Ayatollah Ali Khamenei
Ayatollah Ali KhameneiReuters

Iran's Supreme Leader, Ayatollah Ali Khamenei, said on Monday that the objective of a US plan for Middle East peace was to "destroy Palestinian identity", AFP reports.

His comments came as he met with a Hamas delegation in Tehran led by Salah Al-Aruri, the deputy head of the group’s political bureau and a sanctioned terrorist in the US.

"The objective of this dangerous plot is to destroy Palestinian identity" and we should not allow them "to destroy Palestinian identity by using money," said the Supreme Leader, in reference to the Trump administration’s so-called “Deal of the Century”.

"One of the ways to confront this plot is for the Palestinian people to feel that they have progressed,” continued Khamenei.

"Not so long ago, Palestinians would fight with stones but today, instead of stones, they are equipped with precision missiles and this means a feeling of progress," he added.

On Sunday, Aruri and the Hamas delegation met Kamal Kharrazi, the chairman of Iran’s Strategic Council on Foreign Relations.

During the meeting, Kharrazi said that liberation of “Palestine”, especially Al-Quds, is among the greatest causes of Iran and later told reporters that relations between Iran and Hamas are growing.

Monday's meeting was the second between Aruri and senior Iranian officials in little more than a month.

On June 17, he held talks with Iran's intelligence minister Mahmoud Alavi in Beirut, where they agreed to "confront the dangers" of the US plan.

They also agreed on the need to "confront challenges and dangers arising from the US government's insistence on imposing" the "Deal of the Century".

Aruri also visited Iran in 2017. During that visit, he declared that Hamas and Iran have agreed to set aside their past differences.

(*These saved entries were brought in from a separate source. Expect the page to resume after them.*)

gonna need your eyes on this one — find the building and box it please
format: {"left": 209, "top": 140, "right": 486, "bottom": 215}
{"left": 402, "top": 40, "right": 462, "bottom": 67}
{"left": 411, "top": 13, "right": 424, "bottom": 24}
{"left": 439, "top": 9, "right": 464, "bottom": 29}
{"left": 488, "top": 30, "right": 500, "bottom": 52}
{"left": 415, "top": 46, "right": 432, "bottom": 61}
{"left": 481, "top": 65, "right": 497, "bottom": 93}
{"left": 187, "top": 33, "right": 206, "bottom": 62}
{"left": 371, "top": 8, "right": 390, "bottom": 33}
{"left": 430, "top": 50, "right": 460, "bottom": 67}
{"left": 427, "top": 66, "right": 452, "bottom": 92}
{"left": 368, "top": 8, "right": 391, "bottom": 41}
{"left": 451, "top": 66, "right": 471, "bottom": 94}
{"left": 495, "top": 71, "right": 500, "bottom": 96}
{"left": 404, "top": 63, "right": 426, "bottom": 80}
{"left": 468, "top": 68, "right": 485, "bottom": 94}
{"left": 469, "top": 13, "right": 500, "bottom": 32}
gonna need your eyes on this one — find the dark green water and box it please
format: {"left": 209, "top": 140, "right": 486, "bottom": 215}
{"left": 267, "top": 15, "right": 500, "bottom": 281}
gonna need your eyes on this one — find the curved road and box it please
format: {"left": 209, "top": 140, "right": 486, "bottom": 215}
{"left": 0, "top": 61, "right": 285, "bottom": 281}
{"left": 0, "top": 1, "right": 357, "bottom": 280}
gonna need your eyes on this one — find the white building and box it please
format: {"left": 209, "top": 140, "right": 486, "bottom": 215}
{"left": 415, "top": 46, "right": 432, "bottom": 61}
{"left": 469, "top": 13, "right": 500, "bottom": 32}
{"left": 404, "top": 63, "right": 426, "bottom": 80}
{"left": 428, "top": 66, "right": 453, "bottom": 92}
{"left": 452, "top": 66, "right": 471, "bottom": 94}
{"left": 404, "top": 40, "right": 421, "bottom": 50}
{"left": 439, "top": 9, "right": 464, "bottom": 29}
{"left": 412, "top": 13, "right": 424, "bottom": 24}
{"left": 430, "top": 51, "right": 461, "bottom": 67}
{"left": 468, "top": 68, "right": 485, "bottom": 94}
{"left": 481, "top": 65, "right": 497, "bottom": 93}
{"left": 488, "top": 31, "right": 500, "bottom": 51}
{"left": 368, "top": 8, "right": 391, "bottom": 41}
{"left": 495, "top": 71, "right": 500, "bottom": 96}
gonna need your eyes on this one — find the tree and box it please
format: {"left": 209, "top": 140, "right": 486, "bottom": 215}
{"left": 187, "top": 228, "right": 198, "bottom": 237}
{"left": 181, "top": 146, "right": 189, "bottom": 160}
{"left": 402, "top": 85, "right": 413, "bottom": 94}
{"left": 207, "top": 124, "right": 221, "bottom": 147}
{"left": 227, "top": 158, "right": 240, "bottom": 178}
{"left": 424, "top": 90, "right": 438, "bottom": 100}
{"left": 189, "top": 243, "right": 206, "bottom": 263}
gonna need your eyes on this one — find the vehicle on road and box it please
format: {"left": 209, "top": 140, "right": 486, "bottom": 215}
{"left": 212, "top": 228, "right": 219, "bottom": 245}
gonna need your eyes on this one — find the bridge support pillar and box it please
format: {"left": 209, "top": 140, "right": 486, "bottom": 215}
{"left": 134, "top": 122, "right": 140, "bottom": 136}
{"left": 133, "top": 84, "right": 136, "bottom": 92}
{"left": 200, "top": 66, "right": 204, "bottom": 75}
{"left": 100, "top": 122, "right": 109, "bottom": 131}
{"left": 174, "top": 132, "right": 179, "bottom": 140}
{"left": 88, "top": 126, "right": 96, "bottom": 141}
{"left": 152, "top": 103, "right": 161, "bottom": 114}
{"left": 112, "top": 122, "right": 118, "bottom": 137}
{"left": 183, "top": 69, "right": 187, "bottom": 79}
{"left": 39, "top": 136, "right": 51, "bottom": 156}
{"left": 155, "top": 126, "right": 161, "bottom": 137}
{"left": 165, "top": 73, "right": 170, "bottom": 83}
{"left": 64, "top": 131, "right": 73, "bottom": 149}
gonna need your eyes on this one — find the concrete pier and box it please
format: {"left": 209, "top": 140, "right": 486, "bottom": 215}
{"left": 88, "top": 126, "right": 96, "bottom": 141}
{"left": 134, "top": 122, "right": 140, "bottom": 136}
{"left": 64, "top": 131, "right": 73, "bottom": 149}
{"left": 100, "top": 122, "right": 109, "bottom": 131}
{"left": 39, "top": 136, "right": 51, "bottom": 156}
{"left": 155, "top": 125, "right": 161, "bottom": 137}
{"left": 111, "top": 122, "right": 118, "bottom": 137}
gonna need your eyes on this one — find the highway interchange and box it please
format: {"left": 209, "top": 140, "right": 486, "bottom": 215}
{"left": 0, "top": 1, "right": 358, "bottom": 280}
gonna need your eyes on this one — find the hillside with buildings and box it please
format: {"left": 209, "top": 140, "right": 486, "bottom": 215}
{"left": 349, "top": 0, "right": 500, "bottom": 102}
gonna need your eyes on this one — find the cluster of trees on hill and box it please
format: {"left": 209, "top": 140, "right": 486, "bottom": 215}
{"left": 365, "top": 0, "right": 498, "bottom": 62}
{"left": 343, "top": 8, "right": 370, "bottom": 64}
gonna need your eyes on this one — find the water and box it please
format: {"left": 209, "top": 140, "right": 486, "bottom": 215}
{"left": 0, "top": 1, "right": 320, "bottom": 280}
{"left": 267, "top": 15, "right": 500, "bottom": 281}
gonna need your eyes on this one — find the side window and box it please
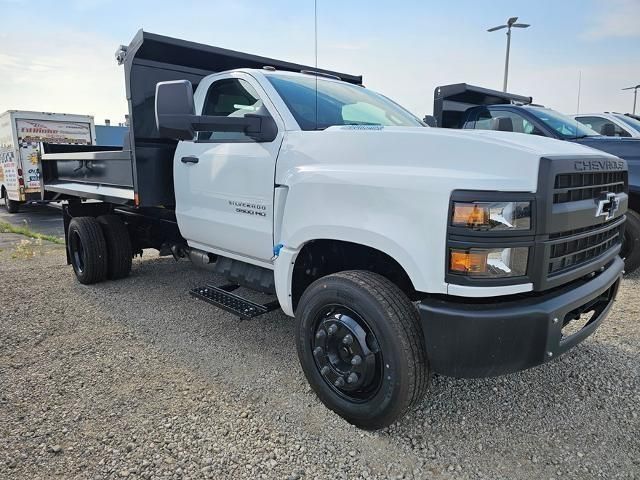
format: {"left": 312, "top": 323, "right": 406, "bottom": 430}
{"left": 473, "top": 110, "right": 544, "bottom": 135}
{"left": 576, "top": 116, "right": 630, "bottom": 137}
{"left": 575, "top": 116, "right": 607, "bottom": 134}
{"left": 198, "top": 78, "right": 263, "bottom": 142}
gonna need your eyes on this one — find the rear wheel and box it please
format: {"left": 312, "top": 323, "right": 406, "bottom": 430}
{"left": 622, "top": 209, "right": 640, "bottom": 274}
{"left": 296, "top": 270, "right": 429, "bottom": 430}
{"left": 67, "top": 217, "right": 108, "bottom": 284}
{"left": 97, "top": 215, "right": 132, "bottom": 280}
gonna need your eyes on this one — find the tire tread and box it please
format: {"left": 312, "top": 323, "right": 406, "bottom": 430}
{"left": 334, "top": 271, "right": 429, "bottom": 416}
{"left": 97, "top": 215, "right": 132, "bottom": 280}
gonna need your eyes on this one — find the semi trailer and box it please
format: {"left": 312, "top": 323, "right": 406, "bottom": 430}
{"left": 40, "top": 31, "right": 628, "bottom": 429}
{"left": 0, "top": 110, "right": 95, "bottom": 213}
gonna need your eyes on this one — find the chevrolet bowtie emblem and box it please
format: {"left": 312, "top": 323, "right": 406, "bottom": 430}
{"left": 595, "top": 192, "right": 620, "bottom": 221}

The 2017 visit of the Hamas delegation to Iran appeared to mark the end of the disconnect between the sides, which began when Hamas refused to support Syrian President Bashar Al-Assad, a close ally of Iran's, in the uprising against him. An angry Iran then reportedly stopped supplying the terror group with weapons.

The tide seemed to turn in the summer of 2017, when Hamas leader Ismail Haniyeh thanked Iran for its "unlimited" support for the Al-Qassam Brigades and its contribution to the development of Hamas's military capabilities.